W pięciu następujących po sobie wybuchach przydrożnych bomb pułapek w Bagdadzie zginęło 12 Irakijczyków, a 37 zostało rannych. Nieco później 14 Irakijczyków poniosło śmierć, a co najmniej sześciu zostało rannych w podwójnym zamachu samobójczym, gdy w pobliżu bazy amerykańskiej Camp Victory przy drodze na lotnisko pod Bagdadem wybuchły dwa samochody pułapki. Wczoraj znaleziono także ciało syna Midhata Mahmudiego, prezesa Sądu Najwyższego Iraku. Ciała Ahmeda Mahmudiego i jego dwóch ochroniarzy odnaleziono w sunnickiej dzielnicy Bagdadu Azamiji.
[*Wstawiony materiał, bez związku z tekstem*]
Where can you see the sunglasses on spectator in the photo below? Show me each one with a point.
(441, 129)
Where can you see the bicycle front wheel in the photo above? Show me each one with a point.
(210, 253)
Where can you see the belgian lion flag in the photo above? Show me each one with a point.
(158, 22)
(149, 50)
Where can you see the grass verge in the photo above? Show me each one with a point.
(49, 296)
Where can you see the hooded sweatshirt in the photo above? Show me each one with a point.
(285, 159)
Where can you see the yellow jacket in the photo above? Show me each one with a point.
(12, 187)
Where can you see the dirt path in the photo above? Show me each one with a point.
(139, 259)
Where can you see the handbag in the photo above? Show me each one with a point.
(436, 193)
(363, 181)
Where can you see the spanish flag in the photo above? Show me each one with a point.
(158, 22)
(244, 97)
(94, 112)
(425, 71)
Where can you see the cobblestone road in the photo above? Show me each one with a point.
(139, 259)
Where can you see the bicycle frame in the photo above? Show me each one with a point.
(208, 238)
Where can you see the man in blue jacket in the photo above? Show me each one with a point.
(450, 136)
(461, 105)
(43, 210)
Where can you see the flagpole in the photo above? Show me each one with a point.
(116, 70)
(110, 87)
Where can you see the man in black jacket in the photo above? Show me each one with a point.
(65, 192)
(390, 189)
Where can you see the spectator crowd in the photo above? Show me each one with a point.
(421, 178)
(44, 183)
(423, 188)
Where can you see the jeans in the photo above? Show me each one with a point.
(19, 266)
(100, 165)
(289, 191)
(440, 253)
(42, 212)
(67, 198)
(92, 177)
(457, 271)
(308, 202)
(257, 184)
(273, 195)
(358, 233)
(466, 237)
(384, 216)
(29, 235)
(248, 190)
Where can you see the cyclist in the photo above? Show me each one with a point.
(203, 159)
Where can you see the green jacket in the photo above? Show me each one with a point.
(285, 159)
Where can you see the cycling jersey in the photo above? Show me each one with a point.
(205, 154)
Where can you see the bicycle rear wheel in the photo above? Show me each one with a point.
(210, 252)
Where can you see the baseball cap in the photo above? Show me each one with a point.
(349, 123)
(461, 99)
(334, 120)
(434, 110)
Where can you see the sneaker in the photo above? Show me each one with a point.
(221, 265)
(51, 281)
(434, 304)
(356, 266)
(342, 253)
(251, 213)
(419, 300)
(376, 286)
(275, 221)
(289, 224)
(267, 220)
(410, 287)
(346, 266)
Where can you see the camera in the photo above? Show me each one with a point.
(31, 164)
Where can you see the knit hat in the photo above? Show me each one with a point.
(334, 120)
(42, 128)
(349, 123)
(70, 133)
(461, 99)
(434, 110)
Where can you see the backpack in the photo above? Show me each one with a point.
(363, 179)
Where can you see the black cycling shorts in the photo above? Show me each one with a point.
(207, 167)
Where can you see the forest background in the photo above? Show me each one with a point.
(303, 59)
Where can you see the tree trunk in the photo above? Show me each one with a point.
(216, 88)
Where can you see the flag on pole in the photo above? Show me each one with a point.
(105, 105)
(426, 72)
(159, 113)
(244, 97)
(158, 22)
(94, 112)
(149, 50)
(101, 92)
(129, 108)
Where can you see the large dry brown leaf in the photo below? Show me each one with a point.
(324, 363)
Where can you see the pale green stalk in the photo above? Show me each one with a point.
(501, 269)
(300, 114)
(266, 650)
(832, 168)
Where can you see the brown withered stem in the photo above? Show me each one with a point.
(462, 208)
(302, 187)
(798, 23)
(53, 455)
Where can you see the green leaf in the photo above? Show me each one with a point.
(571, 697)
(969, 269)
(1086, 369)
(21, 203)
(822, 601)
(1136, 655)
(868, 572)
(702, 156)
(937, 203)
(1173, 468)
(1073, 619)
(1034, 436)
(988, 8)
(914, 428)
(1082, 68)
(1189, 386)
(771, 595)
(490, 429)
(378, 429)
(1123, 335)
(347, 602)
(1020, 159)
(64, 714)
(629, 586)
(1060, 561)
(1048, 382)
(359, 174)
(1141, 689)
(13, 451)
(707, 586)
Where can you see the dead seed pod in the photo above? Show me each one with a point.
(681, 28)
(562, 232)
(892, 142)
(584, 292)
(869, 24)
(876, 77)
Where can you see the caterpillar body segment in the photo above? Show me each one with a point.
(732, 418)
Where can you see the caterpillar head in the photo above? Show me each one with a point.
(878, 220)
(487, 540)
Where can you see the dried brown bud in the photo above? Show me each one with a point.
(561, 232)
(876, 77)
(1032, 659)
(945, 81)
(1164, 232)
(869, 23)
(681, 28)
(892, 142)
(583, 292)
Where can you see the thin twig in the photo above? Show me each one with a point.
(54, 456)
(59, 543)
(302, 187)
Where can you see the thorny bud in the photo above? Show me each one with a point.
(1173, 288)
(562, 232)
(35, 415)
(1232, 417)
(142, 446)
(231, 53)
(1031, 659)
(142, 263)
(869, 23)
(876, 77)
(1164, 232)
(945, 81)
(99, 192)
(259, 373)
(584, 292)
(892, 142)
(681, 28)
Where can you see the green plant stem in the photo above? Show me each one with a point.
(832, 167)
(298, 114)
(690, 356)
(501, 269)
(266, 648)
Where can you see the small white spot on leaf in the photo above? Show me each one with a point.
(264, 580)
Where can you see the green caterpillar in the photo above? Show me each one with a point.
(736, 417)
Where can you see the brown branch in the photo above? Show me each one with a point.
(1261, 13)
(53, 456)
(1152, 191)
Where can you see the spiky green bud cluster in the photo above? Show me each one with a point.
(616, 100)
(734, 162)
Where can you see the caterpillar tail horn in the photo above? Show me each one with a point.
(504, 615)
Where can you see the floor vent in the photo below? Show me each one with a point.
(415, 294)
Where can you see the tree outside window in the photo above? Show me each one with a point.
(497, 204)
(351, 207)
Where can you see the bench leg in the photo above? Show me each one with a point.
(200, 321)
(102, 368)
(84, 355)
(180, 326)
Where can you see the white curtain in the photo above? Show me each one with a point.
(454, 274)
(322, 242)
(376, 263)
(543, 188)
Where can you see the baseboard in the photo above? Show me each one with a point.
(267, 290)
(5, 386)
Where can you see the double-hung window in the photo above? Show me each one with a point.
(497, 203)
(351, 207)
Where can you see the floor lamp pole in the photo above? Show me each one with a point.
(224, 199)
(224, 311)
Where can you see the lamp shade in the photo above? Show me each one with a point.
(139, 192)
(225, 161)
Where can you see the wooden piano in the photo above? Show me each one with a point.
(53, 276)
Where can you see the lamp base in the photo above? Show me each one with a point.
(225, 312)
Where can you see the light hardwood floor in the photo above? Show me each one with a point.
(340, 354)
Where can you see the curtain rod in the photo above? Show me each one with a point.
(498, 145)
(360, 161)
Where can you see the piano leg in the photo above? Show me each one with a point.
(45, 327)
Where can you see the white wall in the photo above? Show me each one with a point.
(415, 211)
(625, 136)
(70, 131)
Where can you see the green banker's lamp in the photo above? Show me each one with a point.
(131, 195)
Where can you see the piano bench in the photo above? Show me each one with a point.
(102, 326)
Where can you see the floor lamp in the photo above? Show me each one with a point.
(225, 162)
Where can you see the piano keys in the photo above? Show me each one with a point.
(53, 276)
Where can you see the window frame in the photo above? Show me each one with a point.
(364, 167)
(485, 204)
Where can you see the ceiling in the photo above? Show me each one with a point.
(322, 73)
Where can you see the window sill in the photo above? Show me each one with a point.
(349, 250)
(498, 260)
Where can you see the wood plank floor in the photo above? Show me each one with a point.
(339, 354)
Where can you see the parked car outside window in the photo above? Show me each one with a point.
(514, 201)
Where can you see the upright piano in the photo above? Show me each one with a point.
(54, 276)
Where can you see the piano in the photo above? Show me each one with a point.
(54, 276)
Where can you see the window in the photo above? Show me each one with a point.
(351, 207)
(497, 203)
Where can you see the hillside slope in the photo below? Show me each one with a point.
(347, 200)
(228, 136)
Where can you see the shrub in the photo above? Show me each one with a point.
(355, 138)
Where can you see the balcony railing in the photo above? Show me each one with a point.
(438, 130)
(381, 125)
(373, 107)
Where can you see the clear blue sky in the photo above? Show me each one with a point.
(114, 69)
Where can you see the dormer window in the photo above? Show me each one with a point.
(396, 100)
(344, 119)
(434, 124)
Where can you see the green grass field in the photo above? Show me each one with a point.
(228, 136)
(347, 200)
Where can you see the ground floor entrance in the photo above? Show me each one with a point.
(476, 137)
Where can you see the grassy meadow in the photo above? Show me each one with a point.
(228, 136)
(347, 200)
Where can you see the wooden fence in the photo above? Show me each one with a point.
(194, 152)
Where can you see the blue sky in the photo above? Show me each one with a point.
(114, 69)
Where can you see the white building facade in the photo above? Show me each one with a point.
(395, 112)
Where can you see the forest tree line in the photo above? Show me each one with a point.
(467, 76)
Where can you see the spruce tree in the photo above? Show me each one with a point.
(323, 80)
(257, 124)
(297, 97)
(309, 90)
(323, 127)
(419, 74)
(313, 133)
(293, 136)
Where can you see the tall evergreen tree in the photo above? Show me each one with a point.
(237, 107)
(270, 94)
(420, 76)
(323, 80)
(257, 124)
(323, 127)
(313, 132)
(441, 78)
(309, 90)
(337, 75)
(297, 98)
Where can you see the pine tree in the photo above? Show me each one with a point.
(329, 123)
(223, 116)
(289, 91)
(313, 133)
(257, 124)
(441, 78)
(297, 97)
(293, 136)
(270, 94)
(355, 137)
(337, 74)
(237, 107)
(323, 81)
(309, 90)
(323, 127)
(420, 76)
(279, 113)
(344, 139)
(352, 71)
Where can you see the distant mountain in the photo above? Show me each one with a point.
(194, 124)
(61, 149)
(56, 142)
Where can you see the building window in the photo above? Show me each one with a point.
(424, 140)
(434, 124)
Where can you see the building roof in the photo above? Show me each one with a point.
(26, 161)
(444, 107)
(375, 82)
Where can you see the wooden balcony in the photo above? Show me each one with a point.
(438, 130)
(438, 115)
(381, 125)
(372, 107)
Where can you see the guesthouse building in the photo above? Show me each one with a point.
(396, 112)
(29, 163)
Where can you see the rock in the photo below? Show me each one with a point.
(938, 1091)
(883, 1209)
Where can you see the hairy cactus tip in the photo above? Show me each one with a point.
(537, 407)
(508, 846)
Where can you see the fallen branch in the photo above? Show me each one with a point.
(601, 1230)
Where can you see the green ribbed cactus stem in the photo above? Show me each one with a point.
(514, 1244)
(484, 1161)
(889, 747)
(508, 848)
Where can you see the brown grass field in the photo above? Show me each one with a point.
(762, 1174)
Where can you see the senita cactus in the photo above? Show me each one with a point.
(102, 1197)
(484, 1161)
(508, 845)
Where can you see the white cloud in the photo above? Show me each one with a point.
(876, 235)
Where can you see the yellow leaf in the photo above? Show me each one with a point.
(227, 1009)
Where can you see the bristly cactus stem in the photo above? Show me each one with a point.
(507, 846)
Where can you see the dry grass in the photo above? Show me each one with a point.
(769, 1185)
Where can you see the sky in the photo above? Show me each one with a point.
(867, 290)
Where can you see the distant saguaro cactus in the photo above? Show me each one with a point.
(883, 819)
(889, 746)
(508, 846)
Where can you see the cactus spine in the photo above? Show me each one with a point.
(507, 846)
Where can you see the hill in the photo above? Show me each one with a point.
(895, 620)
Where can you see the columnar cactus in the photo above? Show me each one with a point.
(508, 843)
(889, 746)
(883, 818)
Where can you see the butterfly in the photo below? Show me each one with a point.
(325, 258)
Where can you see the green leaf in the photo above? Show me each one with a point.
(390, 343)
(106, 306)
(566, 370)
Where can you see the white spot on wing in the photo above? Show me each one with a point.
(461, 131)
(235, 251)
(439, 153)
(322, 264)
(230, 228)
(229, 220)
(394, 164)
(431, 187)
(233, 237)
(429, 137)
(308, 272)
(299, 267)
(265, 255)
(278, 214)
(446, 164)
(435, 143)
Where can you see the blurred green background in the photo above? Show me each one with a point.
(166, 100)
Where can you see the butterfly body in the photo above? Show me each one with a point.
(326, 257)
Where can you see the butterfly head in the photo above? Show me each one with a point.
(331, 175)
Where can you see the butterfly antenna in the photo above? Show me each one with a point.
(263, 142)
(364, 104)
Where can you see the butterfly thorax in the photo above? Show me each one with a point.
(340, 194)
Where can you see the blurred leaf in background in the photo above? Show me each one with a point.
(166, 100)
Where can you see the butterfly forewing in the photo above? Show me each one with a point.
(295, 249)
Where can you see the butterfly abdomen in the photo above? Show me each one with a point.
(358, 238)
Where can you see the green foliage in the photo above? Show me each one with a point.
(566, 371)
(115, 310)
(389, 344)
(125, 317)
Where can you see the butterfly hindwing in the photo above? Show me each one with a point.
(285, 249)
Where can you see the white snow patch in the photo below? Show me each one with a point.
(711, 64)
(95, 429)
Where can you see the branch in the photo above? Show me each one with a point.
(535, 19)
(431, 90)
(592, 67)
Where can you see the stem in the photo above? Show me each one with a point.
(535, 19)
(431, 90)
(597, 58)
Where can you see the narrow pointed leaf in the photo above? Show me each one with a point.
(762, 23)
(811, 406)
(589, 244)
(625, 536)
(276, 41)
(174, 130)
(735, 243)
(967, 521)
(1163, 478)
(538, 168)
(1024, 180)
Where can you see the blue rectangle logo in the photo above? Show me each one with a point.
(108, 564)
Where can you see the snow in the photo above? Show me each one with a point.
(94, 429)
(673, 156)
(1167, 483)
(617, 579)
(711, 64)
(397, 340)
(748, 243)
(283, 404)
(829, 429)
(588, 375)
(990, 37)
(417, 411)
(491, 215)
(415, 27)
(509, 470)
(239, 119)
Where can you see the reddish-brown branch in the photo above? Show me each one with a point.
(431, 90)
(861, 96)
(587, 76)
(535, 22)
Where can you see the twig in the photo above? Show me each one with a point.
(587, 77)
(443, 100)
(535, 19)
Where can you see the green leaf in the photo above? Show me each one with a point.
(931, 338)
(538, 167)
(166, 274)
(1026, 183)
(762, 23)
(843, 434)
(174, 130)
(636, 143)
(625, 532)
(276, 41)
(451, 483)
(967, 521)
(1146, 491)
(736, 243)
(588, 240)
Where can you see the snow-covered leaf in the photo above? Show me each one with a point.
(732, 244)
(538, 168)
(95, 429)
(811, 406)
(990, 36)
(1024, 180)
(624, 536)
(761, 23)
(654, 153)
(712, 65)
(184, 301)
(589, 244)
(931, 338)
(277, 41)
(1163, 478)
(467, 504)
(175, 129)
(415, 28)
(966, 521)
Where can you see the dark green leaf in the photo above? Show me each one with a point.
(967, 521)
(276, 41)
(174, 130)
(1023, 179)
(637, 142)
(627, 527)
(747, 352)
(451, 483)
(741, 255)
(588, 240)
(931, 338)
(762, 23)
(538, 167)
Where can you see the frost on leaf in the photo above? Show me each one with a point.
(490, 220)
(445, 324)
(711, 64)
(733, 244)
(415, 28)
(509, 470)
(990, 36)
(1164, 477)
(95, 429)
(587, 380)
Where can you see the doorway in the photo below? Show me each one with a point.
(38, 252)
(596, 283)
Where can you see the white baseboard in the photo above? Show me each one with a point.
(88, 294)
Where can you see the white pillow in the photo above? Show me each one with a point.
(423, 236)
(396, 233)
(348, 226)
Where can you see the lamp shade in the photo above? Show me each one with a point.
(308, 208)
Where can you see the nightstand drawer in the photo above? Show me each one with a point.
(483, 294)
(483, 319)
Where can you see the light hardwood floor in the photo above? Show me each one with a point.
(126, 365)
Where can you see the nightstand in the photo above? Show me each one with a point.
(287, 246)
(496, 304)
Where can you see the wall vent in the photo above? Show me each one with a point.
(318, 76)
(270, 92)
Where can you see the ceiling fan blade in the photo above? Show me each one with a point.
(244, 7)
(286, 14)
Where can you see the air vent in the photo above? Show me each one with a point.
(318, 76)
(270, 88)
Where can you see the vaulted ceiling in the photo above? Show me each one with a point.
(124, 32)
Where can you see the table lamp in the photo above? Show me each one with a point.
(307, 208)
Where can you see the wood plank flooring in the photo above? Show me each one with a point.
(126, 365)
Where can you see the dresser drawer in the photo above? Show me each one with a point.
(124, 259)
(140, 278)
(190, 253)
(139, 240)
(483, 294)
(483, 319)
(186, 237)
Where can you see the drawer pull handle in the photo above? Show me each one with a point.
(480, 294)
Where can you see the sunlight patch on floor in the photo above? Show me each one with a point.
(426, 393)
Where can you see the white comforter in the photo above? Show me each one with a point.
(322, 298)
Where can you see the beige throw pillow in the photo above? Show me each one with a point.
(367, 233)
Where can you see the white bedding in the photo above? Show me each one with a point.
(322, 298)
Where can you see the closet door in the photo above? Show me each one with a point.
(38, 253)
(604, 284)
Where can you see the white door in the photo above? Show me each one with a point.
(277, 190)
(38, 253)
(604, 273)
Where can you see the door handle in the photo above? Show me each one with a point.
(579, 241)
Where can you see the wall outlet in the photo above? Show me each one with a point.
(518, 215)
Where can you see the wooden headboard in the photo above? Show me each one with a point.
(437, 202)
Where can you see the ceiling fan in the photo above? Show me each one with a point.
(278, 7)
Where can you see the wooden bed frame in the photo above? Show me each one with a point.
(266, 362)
W sobotę późnym wieczorem wybuch bomby pułapki uszkodził szyicki meczet w rejonie na wschód od miasta Bakuba. Eksplozja nie spowodowała ofiar. Był to drugi w tym roku atak na szyicką świątynię po lutowym zamachu na Złoty Meczet w Samarrze. Zamach na Złoty Meczet, jedno z czterech najważniejszych sanktuariów szyickich w Iraku, wywołał falę odwetowych ataków na meczety sunnickie i sunnitów i zepchnął kraj na krawędź wojny domowej.
Z kolei w zamachach na żołnierzy sił okupacyjnych zginęło w sobotę dwóch Brytyjczyków i jeden Amerykanin. Dzień wcześniej partyzanci kilkunastoma pociskami ostrzelali bazę polskich wojsk Echo w Diwaniji. Ministerstwo Obrony Narodowej podało, że nikt z żołnierzy ani personelu cywilnego nie został ranny. Ostrzał spowodował straty materialne.